Nancy Lieberman-Cline, one of the most accomplished and recognized individuals in the history of women’s basketball, added a new dimension to her prolific sports career as she guided the 1998 Detroit Shock to a remarkable 17-13 season in her first campaign as General Manager/Head Coach of Detroit’s WNBA entry. As GM/Head Coach, Lieberman–Cline directs the Shock’s entire basketball operation, managing the franchise’s front office and coaching staff, overseeing the team’s roster development and all player acquisitions while also coaching the team on the floor. Her first year success on the coaching sidelines garnered her a second-place finish to two-time WNBA Champion Houston Comets Coach Van Chancellor in the 1998 WNBA Coach of the Year vote.

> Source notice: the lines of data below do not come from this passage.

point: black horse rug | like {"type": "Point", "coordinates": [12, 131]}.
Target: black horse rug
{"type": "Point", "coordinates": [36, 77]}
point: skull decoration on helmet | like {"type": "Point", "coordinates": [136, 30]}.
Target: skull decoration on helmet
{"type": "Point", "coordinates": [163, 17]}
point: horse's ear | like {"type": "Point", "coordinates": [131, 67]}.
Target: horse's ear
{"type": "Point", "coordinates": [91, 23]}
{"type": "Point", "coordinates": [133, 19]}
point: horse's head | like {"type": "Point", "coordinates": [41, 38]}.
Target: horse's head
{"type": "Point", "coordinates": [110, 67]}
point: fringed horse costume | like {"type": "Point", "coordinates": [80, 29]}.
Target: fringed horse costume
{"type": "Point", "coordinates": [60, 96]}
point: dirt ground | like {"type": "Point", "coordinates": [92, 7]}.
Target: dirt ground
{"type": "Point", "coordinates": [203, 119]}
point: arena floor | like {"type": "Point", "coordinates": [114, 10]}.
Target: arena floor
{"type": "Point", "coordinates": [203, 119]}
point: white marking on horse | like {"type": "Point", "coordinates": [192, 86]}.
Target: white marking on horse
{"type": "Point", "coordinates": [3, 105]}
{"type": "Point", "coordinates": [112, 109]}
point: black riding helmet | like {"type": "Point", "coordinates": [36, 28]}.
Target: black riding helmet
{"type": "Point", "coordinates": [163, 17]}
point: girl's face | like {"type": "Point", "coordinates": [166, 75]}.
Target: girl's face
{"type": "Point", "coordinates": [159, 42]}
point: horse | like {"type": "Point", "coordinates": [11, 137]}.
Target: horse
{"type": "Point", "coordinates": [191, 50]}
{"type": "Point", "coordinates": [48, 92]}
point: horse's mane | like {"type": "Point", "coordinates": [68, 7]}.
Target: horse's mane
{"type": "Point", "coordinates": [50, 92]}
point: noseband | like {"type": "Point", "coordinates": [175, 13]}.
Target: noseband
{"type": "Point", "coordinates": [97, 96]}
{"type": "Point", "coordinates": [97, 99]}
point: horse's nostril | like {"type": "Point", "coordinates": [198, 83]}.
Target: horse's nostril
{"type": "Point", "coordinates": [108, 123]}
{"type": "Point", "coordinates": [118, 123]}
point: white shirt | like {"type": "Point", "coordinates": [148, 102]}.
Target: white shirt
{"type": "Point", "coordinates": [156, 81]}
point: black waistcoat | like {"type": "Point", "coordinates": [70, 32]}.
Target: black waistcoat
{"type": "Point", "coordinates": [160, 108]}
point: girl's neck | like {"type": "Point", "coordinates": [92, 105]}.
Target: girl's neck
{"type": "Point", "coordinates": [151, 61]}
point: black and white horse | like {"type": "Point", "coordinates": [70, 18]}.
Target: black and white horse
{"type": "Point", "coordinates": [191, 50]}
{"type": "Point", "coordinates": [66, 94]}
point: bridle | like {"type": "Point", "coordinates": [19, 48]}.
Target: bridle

In 1975, Nancy Lieberman was the top high school prospect in the nation and elected to play her college career at Old Dominion University. Coming off Old Dominion’s first AIAW National Basketball Title in 1979, Lieberman played on the USA’s gold medal-winning World Championship Team and silver medal-winning Pan American Team that summer. By the time she finished her playing days at Old Dominion in 1980, she had led the Lady Monarchs to two consecutive AIAW national championships, one NWIT championship in 1978, was named the only two-time winner of the Wade Trophy and was selected as the Broderick Award winner for basketball as the top women’s player in America. She earned three consecutive Kodak All-America awards (1978-79-80) and posted collegiate statistical totals of 2,430 points, 1,167 rebounds, 983 assists and more than 700 steals in her 134-game career. Lieberman played the final game of her collegiate career in the state of Michigan when her Lady Monarch’s team defeated Tennessee in the 1980 AIAW national championship game played at Central Michigan University.

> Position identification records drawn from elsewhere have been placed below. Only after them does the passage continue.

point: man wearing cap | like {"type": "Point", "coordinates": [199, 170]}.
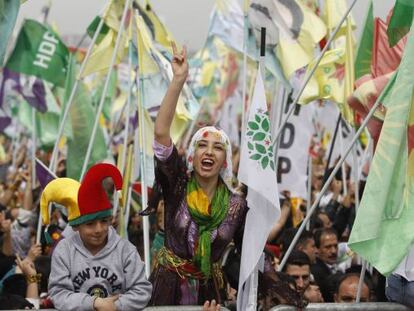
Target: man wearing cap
{"type": "Point", "coordinates": [93, 269]}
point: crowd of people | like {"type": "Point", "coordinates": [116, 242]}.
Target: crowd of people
{"type": "Point", "coordinates": [197, 212]}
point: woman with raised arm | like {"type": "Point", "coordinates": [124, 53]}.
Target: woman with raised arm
{"type": "Point", "coordinates": [202, 213]}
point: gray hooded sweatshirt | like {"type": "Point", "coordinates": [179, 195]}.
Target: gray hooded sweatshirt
{"type": "Point", "coordinates": [76, 275]}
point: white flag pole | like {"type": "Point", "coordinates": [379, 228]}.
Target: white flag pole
{"type": "Point", "coordinates": [142, 153]}
{"type": "Point", "coordinates": [309, 76]}
{"type": "Point", "coordinates": [308, 203]}
{"type": "Point", "coordinates": [126, 130]}
{"type": "Point", "coordinates": [327, 184]}
{"type": "Point", "coordinates": [34, 143]}
{"type": "Point", "coordinates": [72, 96]}
{"type": "Point", "coordinates": [105, 89]}
{"type": "Point", "coordinates": [244, 70]}
{"type": "Point", "coordinates": [39, 223]}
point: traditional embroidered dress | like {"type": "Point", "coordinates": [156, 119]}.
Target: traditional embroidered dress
{"type": "Point", "coordinates": [180, 276]}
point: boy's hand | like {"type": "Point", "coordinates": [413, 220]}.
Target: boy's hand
{"type": "Point", "coordinates": [26, 265]}
{"type": "Point", "coordinates": [34, 252]}
{"type": "Point", "coordinates": [105, 304]}
{"type": "Point", "coordinates": [5, 226]}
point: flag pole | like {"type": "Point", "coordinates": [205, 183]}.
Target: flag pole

In 1997, Nancy Lieberman-Cline was drafted by the WNBA’s Phoenix Mercury in the second round of the league’s Elite Draft (15th pick overall), and made one of the most storied returns to the court in basketball history. At 38, she was the oldest player to wear a WNBA jersey. Her team went on to win the Western Conference title, lead the league in attendance with 13,703 fans per regular-season game. That same year she was elected as president-elect of the Women’s Sports Foundation. Five months later, she found herself in southeastern Michigan, ready to take on one of the biggest challenges of her professional life. She surprised many people with her inaugural performance on the WNBA sidelines in coaching an expansion team to a winning season, the Detroit Shock, which has been the greatest Shock to ever hit the world of women’s basketball. Lieberman’s greatest accomplishments was becoming the first woman to be inducted into the New York City Basketball Hall of Fame in 1993 and inducted into the Basketball Hall of Fame in 1996.